Fascinatoria. Древние римляне изумлялись неудержимому движению глаз, которое вызывает обнаженный половой орган пращура: стремительный, ошеломляющий, повергающий в столбняк, раздувающийся, багровеющий рост — ввысь, вширь, — эта метаморфоза приковывала взгляд.
Влечение создает эту другую кожу, вздувшуюся, растянувшуюся, очень нежную, очень тонкую, очень багровую, чуть не до синевы, влечение меняет ее форму, вздымает ее над привычным телом.
Влечение заставляет тело изгибаться, раздувает его, а затем «ваяет», даже изменяет его положение, отчего глаза вылезают из орбит, поглощенные зрелищем, утопающие в зрелище (видящий становится тем, кого видят).
Ворожба, fascinatio, которую fascinus творит над вожделенным телом, связана со страхом. С назойливой фобией. С ужасом.

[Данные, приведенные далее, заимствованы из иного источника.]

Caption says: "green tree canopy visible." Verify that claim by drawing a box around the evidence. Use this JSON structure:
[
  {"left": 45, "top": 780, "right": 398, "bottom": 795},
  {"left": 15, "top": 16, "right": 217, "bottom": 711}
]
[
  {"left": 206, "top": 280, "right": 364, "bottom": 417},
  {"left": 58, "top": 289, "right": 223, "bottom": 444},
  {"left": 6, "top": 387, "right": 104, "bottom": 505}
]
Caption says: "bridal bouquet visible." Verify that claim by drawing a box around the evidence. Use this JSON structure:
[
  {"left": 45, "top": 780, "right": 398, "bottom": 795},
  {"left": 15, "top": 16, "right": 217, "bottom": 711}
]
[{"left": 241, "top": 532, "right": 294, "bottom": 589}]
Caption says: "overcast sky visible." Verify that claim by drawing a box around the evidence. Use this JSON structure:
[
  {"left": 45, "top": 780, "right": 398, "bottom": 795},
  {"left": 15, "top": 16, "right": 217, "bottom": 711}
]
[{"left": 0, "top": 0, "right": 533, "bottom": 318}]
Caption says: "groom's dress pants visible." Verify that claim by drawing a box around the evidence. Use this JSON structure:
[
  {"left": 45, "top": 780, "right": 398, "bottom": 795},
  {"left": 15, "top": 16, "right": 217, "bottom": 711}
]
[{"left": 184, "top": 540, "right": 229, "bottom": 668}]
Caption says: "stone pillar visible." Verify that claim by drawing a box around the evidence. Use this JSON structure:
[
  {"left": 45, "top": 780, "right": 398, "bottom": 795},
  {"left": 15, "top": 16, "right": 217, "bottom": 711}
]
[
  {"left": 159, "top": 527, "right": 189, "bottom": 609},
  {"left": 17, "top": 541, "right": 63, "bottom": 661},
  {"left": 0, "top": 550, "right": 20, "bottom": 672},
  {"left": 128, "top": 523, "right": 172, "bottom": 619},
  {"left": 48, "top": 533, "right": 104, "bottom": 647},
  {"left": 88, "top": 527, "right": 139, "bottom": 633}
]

Что есть страх? Что есть ужас? Оказаться пригвожденным к месту. Быть не в состоянии бежать, не в силах вступить в контакт. Таковы все мифологические или сказочные герои, которым запрещено или обернуться, или сделать шаг назад.
Невозможность отступления и завороженность неразделимы. Кроме одного случая: во сне. Сновидение совершает движение вспять («выдумки», запертые в шкафчике в атриуме, то есть головы умерших пращуров, возникающие позади глазных яблок) — иfascinus спящего человека вздымается.
Во сне языковое, закодированное человеческое представление возвращается к исходным образам: именно сон, а не реально увиденное есть оптическая завороженность в чистом виде.
Тогда глаз возвращается к своему образу, в который проваливается тело, и с этим падением в нас поднимается влечение, такое же, как у всех млекопитающих. Во время сна, пересматривая прошлое (маршрут, которым проследовал в жизни), человек вновь становится стервятником над падалью (разложившейся формой).
В этом тайна сцены, некогда изображенной в глубине колодца в пещере Ласко, которую обнаружили дети в начале Второй мировой войны в скалах над Монтиньяком.
Мышь перед кошкой, птаха перед коршуном погружены в сон (они замерли, как во сне; эта неподвижность — остановленная попытка бегства).